Patients presenting with agitation and mental health complaints are common in the emergency department (ED), with schizophrenia alone accounting for approximately 382,000 ED visits annually.1 Management of these patients in the ED can be staff-intensive. Recent estimates demonstrated that 37.7% of visits resulted in hospital admission, and 16.7% result in transfer to an outside psychiatric hospital. Patients with acute agitation in the ED often require prolonged length of stay and require increased resource utilization to ensure safety of patients and staff.2 Multiple methods exist to treat psychiatric agitation, including the use of restraints as well as oral, injectable, and now inhaled medications.3 Inhaled loxapine is a relatively novel agent that has demonstrated superior time to symptom control compared with intramuscular (IM) traditional antipsychotics.4
Historically, haloperidol has been the antipsychotic of choice for acute agitation. A butyrophenone antipsychotic, it nonselectively blocks centrally located postsynaptic dopaminergic D2 receptors and is typically administered via IM injection with a variable onset of effect of 15 to 60 minutes.4 A relatively novel agent, ziprasidone, has recently gained popularity in the ED for the treatment of acute agitation.5 As a second-generation atypical antipsychotic, it can be administered intramuscularly with acute antagonism on D2, D3, and 5-HT receptors. Via the IM route, maximal plasma concentration is observed within 60 minutes.

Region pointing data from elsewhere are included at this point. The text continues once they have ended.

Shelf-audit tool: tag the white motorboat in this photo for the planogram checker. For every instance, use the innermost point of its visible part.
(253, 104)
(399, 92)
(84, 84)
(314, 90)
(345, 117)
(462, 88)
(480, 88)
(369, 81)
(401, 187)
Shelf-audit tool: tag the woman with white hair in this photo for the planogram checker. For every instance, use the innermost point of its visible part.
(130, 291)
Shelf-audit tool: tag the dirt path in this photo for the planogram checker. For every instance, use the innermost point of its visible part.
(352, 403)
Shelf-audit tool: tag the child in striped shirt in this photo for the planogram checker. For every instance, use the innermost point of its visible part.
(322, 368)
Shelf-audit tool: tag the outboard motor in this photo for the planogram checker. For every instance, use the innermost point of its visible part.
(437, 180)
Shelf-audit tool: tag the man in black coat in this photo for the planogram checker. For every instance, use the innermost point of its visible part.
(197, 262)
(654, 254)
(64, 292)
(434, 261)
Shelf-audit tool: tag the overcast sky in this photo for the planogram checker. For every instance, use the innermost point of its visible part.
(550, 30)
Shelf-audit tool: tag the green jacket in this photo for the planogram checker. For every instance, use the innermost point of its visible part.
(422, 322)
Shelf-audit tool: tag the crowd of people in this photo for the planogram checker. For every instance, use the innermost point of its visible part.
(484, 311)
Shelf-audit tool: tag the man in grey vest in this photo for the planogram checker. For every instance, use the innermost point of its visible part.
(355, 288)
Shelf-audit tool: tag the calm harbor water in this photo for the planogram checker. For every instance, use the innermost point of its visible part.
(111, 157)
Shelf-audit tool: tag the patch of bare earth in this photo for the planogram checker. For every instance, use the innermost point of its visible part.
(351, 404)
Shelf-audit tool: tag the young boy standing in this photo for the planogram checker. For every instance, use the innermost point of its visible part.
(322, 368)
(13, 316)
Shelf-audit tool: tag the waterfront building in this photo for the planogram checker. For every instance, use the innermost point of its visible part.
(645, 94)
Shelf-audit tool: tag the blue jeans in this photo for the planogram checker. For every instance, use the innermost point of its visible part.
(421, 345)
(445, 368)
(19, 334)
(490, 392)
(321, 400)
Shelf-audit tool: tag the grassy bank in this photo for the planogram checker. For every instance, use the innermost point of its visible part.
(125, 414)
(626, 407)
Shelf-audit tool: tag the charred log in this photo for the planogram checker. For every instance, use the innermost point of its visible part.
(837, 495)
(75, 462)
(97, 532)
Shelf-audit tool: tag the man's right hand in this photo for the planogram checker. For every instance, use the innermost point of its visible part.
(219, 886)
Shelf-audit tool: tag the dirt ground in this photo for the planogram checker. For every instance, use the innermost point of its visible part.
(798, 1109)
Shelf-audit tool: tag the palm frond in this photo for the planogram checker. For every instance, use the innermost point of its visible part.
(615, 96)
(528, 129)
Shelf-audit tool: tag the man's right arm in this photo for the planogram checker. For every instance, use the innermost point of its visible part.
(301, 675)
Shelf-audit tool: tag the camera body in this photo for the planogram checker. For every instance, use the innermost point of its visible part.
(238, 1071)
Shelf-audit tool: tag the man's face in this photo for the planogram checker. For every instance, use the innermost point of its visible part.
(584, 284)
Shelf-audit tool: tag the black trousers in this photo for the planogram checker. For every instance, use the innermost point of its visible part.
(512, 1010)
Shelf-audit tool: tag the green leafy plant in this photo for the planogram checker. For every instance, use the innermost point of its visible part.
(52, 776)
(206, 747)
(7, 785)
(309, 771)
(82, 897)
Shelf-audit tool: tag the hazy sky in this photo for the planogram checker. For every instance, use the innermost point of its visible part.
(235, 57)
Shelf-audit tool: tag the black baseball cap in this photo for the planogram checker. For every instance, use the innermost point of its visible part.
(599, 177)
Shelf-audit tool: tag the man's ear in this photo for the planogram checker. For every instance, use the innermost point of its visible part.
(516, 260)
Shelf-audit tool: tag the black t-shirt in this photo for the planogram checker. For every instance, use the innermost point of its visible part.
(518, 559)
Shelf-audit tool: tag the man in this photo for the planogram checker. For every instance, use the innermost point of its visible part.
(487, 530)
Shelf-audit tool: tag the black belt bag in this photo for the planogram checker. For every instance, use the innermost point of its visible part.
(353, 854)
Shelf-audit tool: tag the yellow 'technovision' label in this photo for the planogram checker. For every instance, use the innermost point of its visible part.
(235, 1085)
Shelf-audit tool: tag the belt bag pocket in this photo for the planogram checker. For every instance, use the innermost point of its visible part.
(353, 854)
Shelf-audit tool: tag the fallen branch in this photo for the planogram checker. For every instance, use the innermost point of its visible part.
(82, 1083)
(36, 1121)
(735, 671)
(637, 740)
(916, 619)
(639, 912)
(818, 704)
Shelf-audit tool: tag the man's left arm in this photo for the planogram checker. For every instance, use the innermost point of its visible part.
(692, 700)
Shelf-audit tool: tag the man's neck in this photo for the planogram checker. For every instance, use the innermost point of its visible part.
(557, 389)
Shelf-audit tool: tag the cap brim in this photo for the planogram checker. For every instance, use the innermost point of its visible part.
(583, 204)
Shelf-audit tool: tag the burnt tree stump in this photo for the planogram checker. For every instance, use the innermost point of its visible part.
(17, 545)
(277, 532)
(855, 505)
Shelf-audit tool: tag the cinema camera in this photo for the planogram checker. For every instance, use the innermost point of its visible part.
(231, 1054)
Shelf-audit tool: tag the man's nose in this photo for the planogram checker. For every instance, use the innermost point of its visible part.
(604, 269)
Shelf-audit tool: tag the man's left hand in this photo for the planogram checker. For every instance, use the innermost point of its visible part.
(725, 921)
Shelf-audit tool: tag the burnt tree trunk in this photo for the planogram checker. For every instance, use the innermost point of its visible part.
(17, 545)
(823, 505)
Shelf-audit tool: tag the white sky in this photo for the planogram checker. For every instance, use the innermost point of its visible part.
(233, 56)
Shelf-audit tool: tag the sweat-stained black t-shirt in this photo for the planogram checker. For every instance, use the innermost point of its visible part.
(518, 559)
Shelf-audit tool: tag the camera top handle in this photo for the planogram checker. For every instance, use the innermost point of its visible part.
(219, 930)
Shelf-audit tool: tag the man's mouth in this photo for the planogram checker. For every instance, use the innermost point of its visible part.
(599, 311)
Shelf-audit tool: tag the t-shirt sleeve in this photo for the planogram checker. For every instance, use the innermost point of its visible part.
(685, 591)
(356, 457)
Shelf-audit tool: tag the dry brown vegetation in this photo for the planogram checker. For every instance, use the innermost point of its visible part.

Loxapine is a first-generation antipsychotic approved for the treatment of acute agitation in bipolar disorder or schizophrenia.6 It possesses antidopaminergic properties via blockade of mesolimbic D1 and D2 receptors and has a high affinity for the blockade of 5-HT2A receptors.7 Inhaled loxapine received US Food and Drug Administration approval in 2012, utilizes a Staccato delivery system to deliver a 10-mg dose to the respiratory tract in less than 1 second, and allows rapid distribution to the central nervous system.8 Administration of the inhaled formulation is less painful for patients and avoids the risk of needle-stick injuries inherent to tradition IM antipsychotics. Inhaled loxapine reaches maximum plasma concentration at a median of 2 minutes, and onset of effect has been seen within 10 minutes with schizophrenia or bipolar I disorder. Unlike haloperidol and ziprasidone, single administrations of inhaled loxapine did not prolong the QT interval.9–11
Clinical experience at our institution suggested that inhaled loxapine appeared to offer more rapid symptom control compared with traditional antipsychotic medications. This resulted in a quicker time to medical clearance and reduced length of ED stay. The purpose of this study was to compare outcomes of discharge disposition, need for additional medications, and restraint use for patients who received inhaled loxapine compared with patients receiving traditional antipsychotic drugs in the ED.
MATERIALS AND METHODS
This was a retrospective chart review approved by our institutional review board to retrospectively evaluate patients who received antipsychotic medication in the ED at a suburban level I trauma center in the greater Chicago metropolitan area with more than 105,000 annual patient visits to the ED. Those who met inclusion criteria presented to the ED with agitation and received antipsychotic therapy between December 1, 2014, and October 31, 2016. All patients were older than 18 years; received inhaled loxapine, ziprasidone, or haloperidol for agitation; and had a psychiatric diagnosis in the ED. Patients were not included if they were not treated for acute agitation due to psychosis, if they were younger than 18 years, had a history of dementia or Alzheimer disease, presented with acute intoxication, or were evaluated by the trauma team. Inhaled loxapine was administered by trained staff members according to institutional protocols that were in place. Similarly, ziprasidone and haloperidol were given intramuscularly, intravenously, or orally by trained staff members in the ED.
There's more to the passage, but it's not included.